Retail version gamers will have to wait..njoy steam users 



Update: PC version of Mortal Kombat Komplete Edition to hit stores on August 6


----------



## ganeshnokiae63 (May 28, 2013)

*Re: Mortal Kombat Komplete Discussion Thread*

After MK 2004 there is no games released for PC,i will surely try this


----------



## iittopper (May 28, 2013)

*Re: Mortal Kombat Komplete Discussion Thread*

want to try it , but retail version releasing so late and steam version will be costly . How is the multiplayer ? fun ?


----------



## Zangetsu (Jun 8, 2013)

*Re: Mortal Kombat Komplete Discussion Thread*

I love the fatalities...
here top 10 brutal

*Alert:* Extreme gore not for weak hearted gamers 


Spoiler


----------



## izzikio_rage (Jul 6, 2013)

*Mortal Kombat Komplete for PC*

Was really surprised that there was no thread for this since the PC version of the game has just been released on Stream. Don't tell me there aren't others who are ensuring that their keyboard don't see the next month by playing this.


----------



## gameranand (Jul 7, 2013)

*Re: Mortal Kombat Komplete for PC*

Yeah I was surprised too so I checked if it actually has been released on PC and yes it was. I hope my gamepad survives the torture.


----------



## ghouse12311 (Jul 7, 2013)

*Re: Mortal Kombat Komplete for PC*

can we play this game on a keyboard with out any big problems?


----------



## gameranand (Jul 7, 2013)

*Re: Mortal Kombat Komplete for PC*

Yes you can.


----------



## iittopper (Jul 7, 2013)

*Re: Mortal Kombat Komplete for PC*



gameranand said:


> Yes you can.


this game is best played with a controller like dmc. Anyway , since retail price is just rs 699 , i can wait till august to play . These genre title are rare in pc that you dont want to miss it.
Ps - multiplayer is awesome in this game.


----------



## ghouse12311 (Jul 8, 2013)

*Re: Mortal Kombat Komplete for PC*



iittopper said:


> this game is best played with a controller like dmc. Anyway , since retail price is just rs 699 , i can wait till august to play . These genre title are rare in pc that you dont want to miss it.
> Ps - multiplayer is awesome in this game.

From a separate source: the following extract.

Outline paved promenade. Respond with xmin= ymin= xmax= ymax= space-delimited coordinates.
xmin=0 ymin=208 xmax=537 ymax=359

where is it for Rs 699? give me link please..


----------



## izzikio_rage (Jul 8, 2013)

*Re: Mortal Kombat Komplete for PC*

Multiplayer is pretty good, 2 players can actually share the keyboard to play against each other. Not a good idea since the maximum number of keys that a keyboard can recognize at one time is 3-4 and most combos involve holding keys. But still pretty good if you don't have a gamepad.


----------



## Zangetsu (Jul 8, 2013)

*Re: Mortal Kombat Komplete for PC*



izzikio_rage said:


> *Was really surprised that there was no thread for this* since the PC version of the game has just been released on Stream.





gameranand said:


> *Yeah I was surprised too* so I checked if it actually has been released on PC and yes it was. I hope my gamepad survives the torture.



It's already there 

*www.thinkdigit.com/forum/gamerz/174149-mortal-kombat-komplete.html


----------



## gameranand (Jul 8, 2013)

Is it too hard to win the game.


----------



## Nerevarine (Jul 8, 2013)

Which is better ? Play using a controller or KB ?


----------



## iittopper (Jul 8, 2013)

*Re: Mortal Kombat Komplete for PC*



ghouse12311 said:


> where is it for Rs 699? give me link please..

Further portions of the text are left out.